Os pacientes estão internados em hospitais de Calcutá, capital estadual, e ao menos um deles segue em estado crítico. Quase cem pessoas que tiveram contato próximo com os infectados receberam orientação para cumprir quarentena. Em unidades hospitalares, protocolos de isolamento foram reforçados, diante do histórico do vírus e do risco de transmissão entre humanos.
O que é o vírus Nipah
Identificado pela primeira vez em 1999, o Nipah é um vírus zoonótico, transmitido principalmente por morcegos frugívoros. A infecção pode ocorrer pelo consumo de alimentos contaminados, contato com animais infectados ou pela transmissão direta entre pessoas, especialmente em ambientes hospitalares.

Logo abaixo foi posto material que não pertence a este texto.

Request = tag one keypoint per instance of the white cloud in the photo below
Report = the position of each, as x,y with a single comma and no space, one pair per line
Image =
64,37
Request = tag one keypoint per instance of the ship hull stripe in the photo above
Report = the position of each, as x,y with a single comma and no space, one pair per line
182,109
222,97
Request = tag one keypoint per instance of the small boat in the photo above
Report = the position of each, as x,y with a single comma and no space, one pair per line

Sintomas e gravidade da infecção
Os primeiros sintomas incluem febre, dor de cabeça, dores musculares, vômitos e dor de garganta. Em casos mais graves, a doença evolui rapidamente para encefalite, convulsões, insuficiência respiratória e coma, muitas vezes em menos de 48 horas. O período de incubação costuma variar de quatro a 14 dias, podendo chegar a 45 dias.
Sem vacina e sob monitoramento global
Não há vacina nem tratamento antiviral específico contra o Nipah. O cuidado médico se baseia em suporte intensivo para controlar complicações. A taxa de letalidade pode chegar a 75%, o que mantém o vírus na lista de patógenos prioritários da Organização Mundial da Saúde.
Diante do novo surto, autoridades indianas reforçam a vigilância epidemiológica, enquanto especialistas acompanham a situação para evitar que os casos ultrapassem fronteiras.